2. lc run inside the allocation

Once SLURM_JOB_ID is set in your environment, lc run does the rest:

  • Starts an in-process Dask scheduler bound to the SLURM node hostname.
  • Launches one dask worker per node via srun.
  • Each worker advertises the node's CPU, memory, and GPU resources.
  • Snakemake submits each rule via the Dask executor; rules with per-recipe resources: constraints land on workers that can hold them.

3. Per-recipe resource hints

Add resource hints in your astra.yaml recipe blocks:

outputs:
  - id: heavy_fit
    type: metric
    recipe:
      command: python scripts/fit.py --output {output[0]}
      resources:
        cpus_per_task: 32
        mem_mb: 64000
        gpus_per_task: 1

The Snakemake-via-Dask executor maps these to per-task resource requests, so a rule that needs a GPU only schedules on nodes that advertise one.

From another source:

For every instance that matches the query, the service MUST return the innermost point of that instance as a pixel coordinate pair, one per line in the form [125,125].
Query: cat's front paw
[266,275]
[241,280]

What about login-node-only operations?

Build images, dry-run, look at status — all fine on a login node without an allocation:

lc build                       # build images (uses podman-hpc on login node)
lc status                      # offline; reads only manifests

The actual lc run should happen inside an allocation, since that's where the worker nodes are.

External Dask schedulers

If you have a long-lived Dask cluster (Slurm jobqueue, k8s, etc.) that you'd rather attach to:

export DASK_SCHEDULER_ADDRESS=tcp://my-scheduler:8786
lc run

lc run notices the env var and connects rather than starting its own scheduler. It does not tear the scheduler down on exit.

Troubleshooting

  • dask CLI is not on PATH inside the SLURM allocation. Install lightcone-cli into the venv that your sbatch script activates; dask ships with distributed, which is a transitive dep.
  • Workers never register. Usually means the SLURM node hostnames aren't resolvable from each other; check SLURMD_NODENAME / gethostname() and confirm the workers can reach the scheduler.
  • Image not found on compute nodes. Re-run lc build on the login node — the migrate step is the one that actually publishes the image to the per-node cache.

For the wiring detail, see engine/dask_cluster in the maintainer docs.